How the Violence Reduction Unit is tackling the root causes of crime
Policing alone won’t end the cycle of violence on our streets. Our Violence Reduction Unit takes a fundamentally different approach to tackling violence, by identifying the root causes and delivering early interventions to help prevent its spread.
This means intervening at critical moments in a young person’s life when they’re experiencing things that could increase the chance of them getting involved in violence.
To achieve this goal, we’re bringing together specialists from the NHS, the police, local government, probation and community organisations to understand the underlying causes of violent crime and to be ready to intervene when needed.
Our Violence Reduction Unit is working to cut crime in a number of ways:
Expanding after-school provision in high-crime areas - following data showing that violent incidents involving young people aged 10-16 are more likely to happen at the end of the school day.
Supporting the often-difficult transition from primary to secondary school - the Stepping Stones programme supports vulnerable year sevens as they start secondary school.
Supporting schools to reduce school exclusions - following a massive increase in children being excluded from schools and children in care not receiving the support they need.
Extra support for young people affected by domestic violence – following figures showing 13 percent of serious youth violence victims are victims of domestic violence, and evidence of the link between involvement in violence and children witnessing violence in the home.
Supporting vulnerable parents to help create stronger families – including those who are victims of domestic violence or sexual offences.

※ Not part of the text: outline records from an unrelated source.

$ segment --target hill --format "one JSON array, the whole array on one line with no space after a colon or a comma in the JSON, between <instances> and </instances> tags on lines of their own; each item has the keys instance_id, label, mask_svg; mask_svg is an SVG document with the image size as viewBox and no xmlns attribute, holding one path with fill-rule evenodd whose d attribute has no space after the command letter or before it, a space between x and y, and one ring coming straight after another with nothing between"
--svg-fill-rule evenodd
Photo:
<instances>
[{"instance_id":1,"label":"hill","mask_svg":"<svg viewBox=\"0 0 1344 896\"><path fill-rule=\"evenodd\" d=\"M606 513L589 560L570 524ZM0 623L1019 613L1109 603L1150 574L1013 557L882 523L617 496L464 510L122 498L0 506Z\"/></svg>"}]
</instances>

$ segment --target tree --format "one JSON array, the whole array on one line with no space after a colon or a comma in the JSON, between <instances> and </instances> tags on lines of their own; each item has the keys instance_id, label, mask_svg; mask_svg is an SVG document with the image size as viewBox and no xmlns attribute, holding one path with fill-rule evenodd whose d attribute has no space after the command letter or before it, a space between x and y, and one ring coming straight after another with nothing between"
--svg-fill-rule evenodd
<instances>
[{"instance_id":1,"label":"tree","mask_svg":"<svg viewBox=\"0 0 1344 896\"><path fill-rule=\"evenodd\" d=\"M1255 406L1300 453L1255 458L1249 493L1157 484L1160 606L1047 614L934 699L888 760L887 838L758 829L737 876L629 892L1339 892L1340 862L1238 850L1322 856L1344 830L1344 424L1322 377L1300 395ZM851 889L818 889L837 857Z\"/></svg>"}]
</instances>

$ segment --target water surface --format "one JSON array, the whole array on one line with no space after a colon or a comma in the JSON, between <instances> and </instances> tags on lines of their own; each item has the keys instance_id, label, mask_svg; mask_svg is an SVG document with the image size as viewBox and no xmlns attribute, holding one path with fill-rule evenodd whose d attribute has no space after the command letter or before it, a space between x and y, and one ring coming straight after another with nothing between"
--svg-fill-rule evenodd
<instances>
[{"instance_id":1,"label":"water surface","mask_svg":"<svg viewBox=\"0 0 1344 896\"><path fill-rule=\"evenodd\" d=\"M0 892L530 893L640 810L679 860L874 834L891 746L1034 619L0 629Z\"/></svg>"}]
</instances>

Providing better training for youth workers and establishing a Youth Action Group to inform the unit’s work.
Piloting programmes in prisons and Young Offender institutions.
Only a long-term public health approach, which tackles the deep-rooted and ingrained social and economic problems facing society – and includes strong police enforcement – can truly address the problem of violent crime.
By investing in our young people and investing in our communities we can expand opportunity for all.